Reaction Mechanism Investigation of Hematite Photoanodes for Photoelectrochemical Water Splitting: Progress of In Situ and Operando Spectroscopy

Abstract

Hematite photoanodes, a promising candidate for photoelectrochemical (PEC) water splitting, are far from reaching their theoretical photocurrent limit. Further designing high-performance hematite-based photoanodes requires an in-depth understanding of the reaction mechanism of PEC water splitting. In situ and operando spectral characterizations facilitate the mechanism investigation, revealing the dynamic surface structures and intermediates of hematite photoanodes during the PEC water splitting process. Herein, in situ and operando spectroscopic techniques were applied for a mechanistic understanding of hematite-based photoanodes in the PEC water splitting system, such as UV–visible spectroscopy, Raman spectroscopy, infrared spectroscopy, transient absorption spectroscopy, transmission electron microscopy, X-ray absorption spectroscopy, atomic force microscope, X-ray photoelectron spectroscopy, and electron paramagnetic resonance spectroscopy.
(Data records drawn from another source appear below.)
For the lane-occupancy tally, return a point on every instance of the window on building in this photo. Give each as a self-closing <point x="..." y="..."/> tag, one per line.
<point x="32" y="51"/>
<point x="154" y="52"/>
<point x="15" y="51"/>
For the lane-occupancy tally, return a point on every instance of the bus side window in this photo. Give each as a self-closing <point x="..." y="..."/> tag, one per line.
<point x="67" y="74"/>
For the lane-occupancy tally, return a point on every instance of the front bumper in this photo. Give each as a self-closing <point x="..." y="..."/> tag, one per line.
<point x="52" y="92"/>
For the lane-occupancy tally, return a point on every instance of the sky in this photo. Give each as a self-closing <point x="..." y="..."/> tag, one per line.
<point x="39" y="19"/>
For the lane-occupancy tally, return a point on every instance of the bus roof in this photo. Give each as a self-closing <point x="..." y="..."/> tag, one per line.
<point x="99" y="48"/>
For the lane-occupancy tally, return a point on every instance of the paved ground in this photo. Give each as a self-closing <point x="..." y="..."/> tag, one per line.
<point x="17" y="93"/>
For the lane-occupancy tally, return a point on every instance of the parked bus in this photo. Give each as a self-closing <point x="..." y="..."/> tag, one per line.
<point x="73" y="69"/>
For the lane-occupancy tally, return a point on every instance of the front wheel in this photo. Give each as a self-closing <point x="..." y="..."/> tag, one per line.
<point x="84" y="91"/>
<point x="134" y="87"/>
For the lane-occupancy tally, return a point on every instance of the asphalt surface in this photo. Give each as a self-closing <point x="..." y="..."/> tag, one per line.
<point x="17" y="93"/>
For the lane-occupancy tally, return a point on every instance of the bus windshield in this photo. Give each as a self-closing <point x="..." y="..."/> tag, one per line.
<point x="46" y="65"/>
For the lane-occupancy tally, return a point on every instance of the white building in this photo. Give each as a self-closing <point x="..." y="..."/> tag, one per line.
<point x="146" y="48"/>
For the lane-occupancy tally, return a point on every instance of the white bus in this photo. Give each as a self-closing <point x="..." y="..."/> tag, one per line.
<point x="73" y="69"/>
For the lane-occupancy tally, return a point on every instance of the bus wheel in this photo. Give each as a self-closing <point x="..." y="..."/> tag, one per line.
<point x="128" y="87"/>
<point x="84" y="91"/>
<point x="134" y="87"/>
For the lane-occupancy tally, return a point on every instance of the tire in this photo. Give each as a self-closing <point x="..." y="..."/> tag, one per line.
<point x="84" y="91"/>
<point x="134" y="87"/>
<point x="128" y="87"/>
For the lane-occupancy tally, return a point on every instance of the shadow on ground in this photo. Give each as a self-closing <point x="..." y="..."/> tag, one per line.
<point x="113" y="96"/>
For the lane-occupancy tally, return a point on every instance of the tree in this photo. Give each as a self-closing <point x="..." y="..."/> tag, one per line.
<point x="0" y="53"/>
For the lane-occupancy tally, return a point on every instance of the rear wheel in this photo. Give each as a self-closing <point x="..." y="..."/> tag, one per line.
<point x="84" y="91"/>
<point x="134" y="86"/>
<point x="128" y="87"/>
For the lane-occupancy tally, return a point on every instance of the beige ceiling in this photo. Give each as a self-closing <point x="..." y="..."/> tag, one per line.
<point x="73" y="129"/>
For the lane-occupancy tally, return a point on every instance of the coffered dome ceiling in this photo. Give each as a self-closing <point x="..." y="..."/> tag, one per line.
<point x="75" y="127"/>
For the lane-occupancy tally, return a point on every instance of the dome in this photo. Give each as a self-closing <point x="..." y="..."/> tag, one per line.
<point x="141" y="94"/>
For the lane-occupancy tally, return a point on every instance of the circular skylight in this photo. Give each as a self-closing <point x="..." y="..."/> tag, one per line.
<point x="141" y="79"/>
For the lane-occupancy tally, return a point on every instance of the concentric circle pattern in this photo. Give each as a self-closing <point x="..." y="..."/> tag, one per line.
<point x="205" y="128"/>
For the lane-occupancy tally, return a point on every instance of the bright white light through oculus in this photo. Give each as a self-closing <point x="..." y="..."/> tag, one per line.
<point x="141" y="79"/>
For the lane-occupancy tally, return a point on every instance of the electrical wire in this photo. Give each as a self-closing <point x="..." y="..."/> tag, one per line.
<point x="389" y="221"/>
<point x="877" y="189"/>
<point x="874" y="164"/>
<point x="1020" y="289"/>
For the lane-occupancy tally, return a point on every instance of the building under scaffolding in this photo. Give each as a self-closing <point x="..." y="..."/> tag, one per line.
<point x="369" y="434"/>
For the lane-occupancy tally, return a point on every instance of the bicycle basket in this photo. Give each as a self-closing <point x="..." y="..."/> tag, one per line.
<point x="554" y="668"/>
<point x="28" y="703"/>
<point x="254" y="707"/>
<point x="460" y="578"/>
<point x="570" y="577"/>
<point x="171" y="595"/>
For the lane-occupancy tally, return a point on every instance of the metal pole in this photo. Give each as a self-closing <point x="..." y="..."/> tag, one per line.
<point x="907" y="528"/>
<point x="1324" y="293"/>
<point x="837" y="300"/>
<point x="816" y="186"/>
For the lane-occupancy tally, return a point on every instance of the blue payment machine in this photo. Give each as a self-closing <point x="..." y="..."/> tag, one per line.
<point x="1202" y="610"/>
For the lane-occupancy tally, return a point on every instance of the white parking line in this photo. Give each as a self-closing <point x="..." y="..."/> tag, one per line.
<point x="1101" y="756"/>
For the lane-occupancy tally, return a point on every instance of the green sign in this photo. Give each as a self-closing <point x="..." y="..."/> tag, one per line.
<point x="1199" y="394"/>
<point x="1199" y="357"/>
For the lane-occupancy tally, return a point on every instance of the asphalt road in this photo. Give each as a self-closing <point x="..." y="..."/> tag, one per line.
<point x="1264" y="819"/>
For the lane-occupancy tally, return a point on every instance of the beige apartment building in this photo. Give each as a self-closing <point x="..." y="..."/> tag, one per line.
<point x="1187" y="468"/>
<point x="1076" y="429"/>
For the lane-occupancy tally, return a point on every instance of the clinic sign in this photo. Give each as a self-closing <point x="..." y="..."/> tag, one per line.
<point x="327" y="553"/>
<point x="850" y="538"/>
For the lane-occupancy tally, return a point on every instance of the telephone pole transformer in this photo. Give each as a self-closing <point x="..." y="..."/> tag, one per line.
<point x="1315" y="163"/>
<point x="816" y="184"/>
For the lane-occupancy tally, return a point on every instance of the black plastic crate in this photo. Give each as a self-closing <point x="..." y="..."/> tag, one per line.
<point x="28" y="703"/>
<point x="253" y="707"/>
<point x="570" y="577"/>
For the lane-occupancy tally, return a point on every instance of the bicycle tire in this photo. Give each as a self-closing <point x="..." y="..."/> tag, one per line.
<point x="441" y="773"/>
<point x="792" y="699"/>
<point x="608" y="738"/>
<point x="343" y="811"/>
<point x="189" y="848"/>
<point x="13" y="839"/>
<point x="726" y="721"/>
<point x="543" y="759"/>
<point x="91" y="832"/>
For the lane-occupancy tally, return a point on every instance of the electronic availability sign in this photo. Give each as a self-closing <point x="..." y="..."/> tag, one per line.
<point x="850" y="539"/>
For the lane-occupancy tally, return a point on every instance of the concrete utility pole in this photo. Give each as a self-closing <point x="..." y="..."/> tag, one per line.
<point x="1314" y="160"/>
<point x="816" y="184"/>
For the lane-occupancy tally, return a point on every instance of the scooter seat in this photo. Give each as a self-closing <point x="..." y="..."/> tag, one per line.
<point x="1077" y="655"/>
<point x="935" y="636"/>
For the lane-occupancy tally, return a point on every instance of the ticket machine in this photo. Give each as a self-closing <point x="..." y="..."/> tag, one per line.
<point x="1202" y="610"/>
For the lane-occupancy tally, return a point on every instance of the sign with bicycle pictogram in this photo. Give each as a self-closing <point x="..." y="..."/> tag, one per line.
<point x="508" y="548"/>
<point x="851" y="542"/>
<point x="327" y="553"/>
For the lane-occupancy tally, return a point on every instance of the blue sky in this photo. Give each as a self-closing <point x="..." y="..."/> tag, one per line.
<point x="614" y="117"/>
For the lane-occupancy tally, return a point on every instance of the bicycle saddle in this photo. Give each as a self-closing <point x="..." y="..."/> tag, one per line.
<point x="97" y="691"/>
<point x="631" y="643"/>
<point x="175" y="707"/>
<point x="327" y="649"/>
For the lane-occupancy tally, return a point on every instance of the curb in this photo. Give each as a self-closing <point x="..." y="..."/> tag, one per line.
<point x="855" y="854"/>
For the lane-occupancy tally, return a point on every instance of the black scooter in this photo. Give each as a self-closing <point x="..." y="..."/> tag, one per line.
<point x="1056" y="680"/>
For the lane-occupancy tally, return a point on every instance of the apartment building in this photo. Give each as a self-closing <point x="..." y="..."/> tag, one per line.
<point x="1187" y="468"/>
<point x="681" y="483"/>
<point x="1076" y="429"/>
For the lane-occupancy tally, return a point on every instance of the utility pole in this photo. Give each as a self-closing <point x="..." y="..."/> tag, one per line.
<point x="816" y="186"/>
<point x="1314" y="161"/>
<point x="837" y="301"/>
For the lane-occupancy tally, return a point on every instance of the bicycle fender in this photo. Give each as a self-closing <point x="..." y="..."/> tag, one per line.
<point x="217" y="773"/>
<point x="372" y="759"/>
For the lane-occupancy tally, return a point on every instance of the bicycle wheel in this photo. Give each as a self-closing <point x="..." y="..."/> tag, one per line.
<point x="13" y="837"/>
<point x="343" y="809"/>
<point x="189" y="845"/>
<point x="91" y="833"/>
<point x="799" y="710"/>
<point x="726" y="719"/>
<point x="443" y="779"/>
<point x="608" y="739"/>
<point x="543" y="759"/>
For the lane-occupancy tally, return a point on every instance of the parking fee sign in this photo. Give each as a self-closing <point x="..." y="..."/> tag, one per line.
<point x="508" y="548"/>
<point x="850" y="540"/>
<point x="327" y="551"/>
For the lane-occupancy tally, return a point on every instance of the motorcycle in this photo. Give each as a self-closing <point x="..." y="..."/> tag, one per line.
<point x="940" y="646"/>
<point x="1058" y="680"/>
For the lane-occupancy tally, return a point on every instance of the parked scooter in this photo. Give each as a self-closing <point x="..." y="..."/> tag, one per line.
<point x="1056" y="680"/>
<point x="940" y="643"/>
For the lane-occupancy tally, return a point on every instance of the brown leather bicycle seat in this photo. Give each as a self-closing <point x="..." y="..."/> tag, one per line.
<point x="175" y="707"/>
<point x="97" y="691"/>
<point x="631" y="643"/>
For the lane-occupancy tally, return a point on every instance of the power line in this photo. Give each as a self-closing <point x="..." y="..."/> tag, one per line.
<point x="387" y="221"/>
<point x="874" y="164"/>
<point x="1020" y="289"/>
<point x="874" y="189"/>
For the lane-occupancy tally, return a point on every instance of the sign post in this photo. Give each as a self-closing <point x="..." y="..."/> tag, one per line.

The recent progress on charge carrier dynamics and interfacial reaction intermediates of hematite photoanodes for oxygen evolution reaction (OER) is summarized. An outlook on challenges and prospects of in situ and operando spectroscopic techniques for PEC water splitting is given. This review will inspire future mechanism investigation of photoanodes for PEC water splitting to achieve higher performance.